Add the salt and olive oil and mix well. Stir in the flour(s), 1/2 cup at a time. As you incorporate the last 1/2 cup of flour, the dough should become to stiff to stir. Turn it out onto a floured counter and begin to knead. Continue kneading until smooth and elastic, about 7 minutes or so. Try to use as little flour as possible during the kneading process; the less flour you use, the lighter the dough. The dough should be tacky, even sticky. You can do this in a stand mixer if you prefer.
Divide the dough into 2 or 3 pieces (one for each pizza you plan on making.) Sprinkle flour over the dough, flour your hands and shape each piece into a ball. Place each ball in a medium bowl, drizzle with olive oil and turn the ball to coat it in the oil. Place each in a large plastic bag and put in the refrigerator to rest overnight, or up to 3 days. Note, at this point you can freeze any extra dough just as they are in the plastic bag for up to 3 months.
On the day you are making your pizza, remove the dough balls from the refrigerator 2 hours before you plan to make the pizza. Place the dough balls on a floured counter, sprinkle with flour, dust your hands and press the dough balls into flat discs. Cover with plastic wrap and let rest for 2 hours.
An hour before you plan to cook, place your pizza stone in the oven and preheat to 500° to 550°.
Dust a pizza peel, back of a sheet pan or large wooden cutting board with semolina flour or cornmeal. Dip your hands in flour, including the backs and knuckles, and lift one piece of dough. Here are a couple of ways to shape the dough:
Reinhart: Very gently lay the dough across your fists and carefully stretch it by bouncing the dough in a circular motion on your hands, giving it a little stretch with each bounce. Keep your hands well-floured throughout, if the dough begins to stick, put it back down on the counter and reflour your hands. At this point, you can move to the toss, or just continue to stretch. If you have trouble stretching the dough, or if the dough keeps springing back, let it rest for 5 to 20 minutes so the gluten can relax, and try again.
Adams: Take up one of the flattened dough disks, and grasp with both hands like you were holding a steering wheel, but with your hands a bit closer together; at 11 o’clock and 1, rather than 10 and 2, letting the dough hang down. Gravity will be doing the stretching for you. Rotate the dough disc by moving your hands along the edge in a circle. Don’t try to stretch the ball into a full circle all at once; it will gradually stretch, and you may be find allowing the partially stretched dough to rest while you work on another ball of dough more effective overall.

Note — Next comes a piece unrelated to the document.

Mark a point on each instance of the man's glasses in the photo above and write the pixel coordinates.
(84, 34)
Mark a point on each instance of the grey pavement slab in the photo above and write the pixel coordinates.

When the dough is stretched to your liking, place it on your peel or pan, making sure you have enough semolina or cornmeal that the disc will move when you give the peel a shake. Top with your favorite toppings, keeping in mind that the more you use, the more difficulty you will have sliding it into the oven, and the crust will not cook as nicely if it is overloaded. I usually pick at most 4 different items, including sauce and cheese.
Slide the pizza onto the hot stone (or bake on the sheet pan, if you don’t have a stone.) The pizza should cook in 5 to 8 minutes; check halfway through and rotate if necessary to cook evenly on both sides. Remove from oven, and let sit for 3-5 minutes before slicing.
I enjoyed a fantastic, lighter-bodied red with pizza recently, a Schiava from San Pietro in Alto Adige.